Monday, April 11, 2011

Judge Terrence Nealon Thoroughly Weighs In on Joinder and Venue Issues in Post-Koken Matters

On April 8, 2011, in the case of Bingham v. Poswistilo, Ritz, and Erie Ins., No. 10 - CV - 6020 (Lacka. Co., April 8, 2011, Nealon, J.)(32 pages), Judge Terrence R. Nealon of the Lackawanna County Court of Common Pleas issued the most thorough Opinion to date on the issues of venue and the consolidation vs. severance of third party claims and UIM claims in post-Koken Matters.

I proudly note that, in his Opinion, Judge Nealon actually cited to Tort Talk, with its compilation of cases in the Post-Koken Scorecard, as being part of his research on the issues presented.

Concisely, Judge Nealon held in Bingham that tort and UIM claims can be joined under Rule 2229(b) since (1) the tortfeasor and UIM insurer may be "separately" liable to the plaintiff, that is, the tortfeasor up to the liability coverage limits and the UIM carrier for any amount in excess of the liability coverage, (2) both claims arise out of the same occurrence, and (3) both claims involve common questions of fact or law affecting the liabilities of the tortfeasor and UIM insurer.

In so ruling, Judge Nealon emphasized that Rule 2229(b) does not require the tortfeasor and UIM carrier to be jointly and severally liable in that it uses the disjunctive "or" in the phrase "right to relief jointly, severally, separately or in the alternative...." [Emphasis added here].

After reviewing the split of authority on the issue of consolidation vs. severance of claims from around the Commonwealth, as well as the split of authority on the issue in his own County of Lackawanna, Judge Nealon came down on the side of allowing for the consolidation of such claims.

As for the evidentiary issue(s) involving insurance that may come into play when a consolidated case of a third party claim and a UIM claim reaches trial, Judge Nealon concluded that that issue was a matter for the presiding trial judge rather than a matter to be decided at the preliminary objections stage in the case before him.

Judge Nealon nevertheless went on to provide a thorough analysis of how the evidentiary issue has been discussed and/or handled by other courts, both in the Commonwealth of Pennsylvania and in other jurisdictions.  The Judge reviewed the different approaches adopted by other states i.e., trying the case as a tort case with the UIM insurer removed from the caption, but bound by the verdict, and insurance not referenced vs. allowing UIM insurance to be mentioned, but not on the issue of whether the tortfeasor "acted negligently or otherwise wrongfully," and considering such evidence as being "offered for another purpose" as permitted by Rule 411.

Ultimately, Judge Nealon decided that it should be the trial judge who could revisit the evidence of insurance issue closer to the time of trial and determine, again, at that time, whether the cases should remain consolidated for trial purposes. 

At this preliminary objections stage of the matter, the Bingham court felt that the better approach was to leave the cases consolidated for at least discovery purposes as a matter of judicial economy and to lessen the burden and expenses on the parties and the court.

While Judge Nealon ruled that the claims could be consolidated under one caption, he ultimately ruled that the cases should be severed under the venue issue presented in this matter.

Under the facts of the Bingham case, the accident occurred in Lehigh County and the tortfeasors were not residents of Lackawanna County and could not be served in Lackawanna County.

The Plaintiff filed the Complaint in Lackawanna County on account of the fact that the Plaintiff's UIM policy with Erie Insurance Exchange had a forum selection clause that required the lawsuit to be pursued in the county of the insured's domicile or residence (which was Lackawanna County). 

Judge Nealon noted that Erie's forum selection clause had been previously upheld as valid by the Pennsylvania Superior Court in the separate case of O'Hara v. First Liberty Ins.
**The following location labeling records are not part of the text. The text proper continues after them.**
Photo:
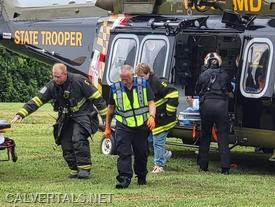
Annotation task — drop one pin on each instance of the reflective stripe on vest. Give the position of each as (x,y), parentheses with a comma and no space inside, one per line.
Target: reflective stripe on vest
(134,114)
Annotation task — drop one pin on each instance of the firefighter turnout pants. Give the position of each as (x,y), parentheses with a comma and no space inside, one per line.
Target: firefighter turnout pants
(75,146)
(131,140)
(214,111)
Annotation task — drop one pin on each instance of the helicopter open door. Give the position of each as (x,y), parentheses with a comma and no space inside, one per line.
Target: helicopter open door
(255,97)
(257,77)
(151,49)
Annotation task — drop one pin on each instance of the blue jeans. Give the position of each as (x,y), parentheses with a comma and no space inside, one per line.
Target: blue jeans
(159,148)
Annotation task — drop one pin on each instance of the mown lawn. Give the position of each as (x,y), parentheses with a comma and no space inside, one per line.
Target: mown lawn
(40,170)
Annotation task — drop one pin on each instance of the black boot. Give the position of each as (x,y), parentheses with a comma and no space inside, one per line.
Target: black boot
(224,170)
(142,181)
(123,182)
(73,174)
(83,174)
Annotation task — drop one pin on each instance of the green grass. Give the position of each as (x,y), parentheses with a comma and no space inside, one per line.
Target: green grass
(40,169)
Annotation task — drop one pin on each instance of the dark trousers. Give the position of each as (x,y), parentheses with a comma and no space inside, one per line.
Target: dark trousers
(214,111)
(75,145)
(131,140)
Corp., 984 A.2d 938 (Pa.Super. 2009) appeal denied, 995 A.2d 354 (Pa. 2010).

The Plaintiff argued that all of the claims could be pursued in Lackawanna County under the venue Rules of Civil Procedure (Pa.R.C.P. 1006(c)(1)) which essentially states that, where venue was good for one of the defendants, the other defendants could also be brought to suit in that same county.

However, Judge Nealon noted that Pa.R.C.P. 1006(c)(1) only applies in actions "to enforce a joint or joint and several liability," and because the UIM insurer could never be responsible for the full amount of the jury award, it could not be considered to ever be potentially jointly and severally liable with the tortfeasor(s).

Accordingly, the Judge sustained the venue preliminary objection asserted by the tortfeasor defendants, severed the tort and UIM claims, and transferred the tort action to Lehigh County and kept the UIM claim in Lackawanna County as per the forum selection clause.

In his Opinion, Judge Nealon went on to note that the court took no position as to whether the Plaintiff may thereafter attempt to coordinate his UIM claim in Lackawanna County with the tort claims in Lehigh County under the different standard applicable under Pa.R.C.P. 213.1(a) and (c).